The data package should include a sufficient description of samples and procedures to understand the instrument RAW data.

Data and Project

The analysis and graphing of the data is in a separate project package. The data package is distinct and provides access to the data in a convenient format. If possible, it does not apply modeling or analysis to the data, but rather makes all data available in a central package.

Data package and Project package play distinct roles.

Naming Convention

In order to achieve scientifically reproducible data, we shall follow these follow principles:

Raw data cannot be altered and are assigned a unique ID for reliable data analysis.
Raw data file names can be changed or corrected or stored in a different subfolder without affecting the unique IE, which is automatically reconciled using the MD5 CRC string.
All data files must be in non-proprietary formats, if not, then a second file with the converted text or ASCII format content needs to be saved as well. If possible, data file names should include the following formatting information:

Date_Project_Initials_Tool_Sample_RunInfo.csv

sub folders in the RAW folder are useful and can contain additional information; but note that the path file name is mutable and the unique ID must be used.

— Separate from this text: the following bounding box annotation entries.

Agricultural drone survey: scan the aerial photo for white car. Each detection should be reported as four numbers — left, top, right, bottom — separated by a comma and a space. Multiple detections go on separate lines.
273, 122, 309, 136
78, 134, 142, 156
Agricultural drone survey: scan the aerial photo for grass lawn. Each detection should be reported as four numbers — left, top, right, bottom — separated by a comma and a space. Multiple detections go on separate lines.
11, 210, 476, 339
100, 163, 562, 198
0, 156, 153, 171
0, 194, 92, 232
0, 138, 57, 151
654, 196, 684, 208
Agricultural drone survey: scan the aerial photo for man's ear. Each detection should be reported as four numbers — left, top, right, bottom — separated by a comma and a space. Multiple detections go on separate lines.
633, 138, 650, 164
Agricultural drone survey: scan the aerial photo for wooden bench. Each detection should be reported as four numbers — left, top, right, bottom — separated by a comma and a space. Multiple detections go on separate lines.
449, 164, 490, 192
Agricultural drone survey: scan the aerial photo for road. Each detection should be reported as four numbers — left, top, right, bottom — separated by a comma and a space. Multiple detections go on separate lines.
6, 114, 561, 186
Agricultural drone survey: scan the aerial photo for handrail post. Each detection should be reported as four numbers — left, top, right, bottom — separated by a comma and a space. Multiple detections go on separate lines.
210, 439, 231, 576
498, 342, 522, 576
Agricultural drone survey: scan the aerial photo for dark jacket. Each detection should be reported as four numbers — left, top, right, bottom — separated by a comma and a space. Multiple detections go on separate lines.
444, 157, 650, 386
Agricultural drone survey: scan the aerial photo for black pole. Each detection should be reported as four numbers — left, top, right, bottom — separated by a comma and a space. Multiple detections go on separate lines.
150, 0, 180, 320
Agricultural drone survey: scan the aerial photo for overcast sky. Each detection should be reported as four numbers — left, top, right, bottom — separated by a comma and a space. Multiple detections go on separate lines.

The date is in yyyymmdd format and represents the date of the data collection start. The project string is assigned by the project manager and the initials are from the person collecting data.

Tools are short strings and represent the machine taking the data, see Tool List.

Each sample should have a unique name, generally starting with the initials of the person, and following the date of sample creation. If more than 1 data collection is made in one day, then RunInfo is added to distinguish or to add more description to the RAW data file.

Example

This is a basic example which shows you how to check your RAW folder

library(RAWdataR)
raw.updateID(path.RAW)

Loading RAW Data

For graphing and data analysis the correct files need to be loaded. A common approach would be searching data files by project, date, user, or by instrument.

# for instance, find all VSM files from 2018
file.list = raw.findFiles(path.RAW, date='2018', instrument='vsm')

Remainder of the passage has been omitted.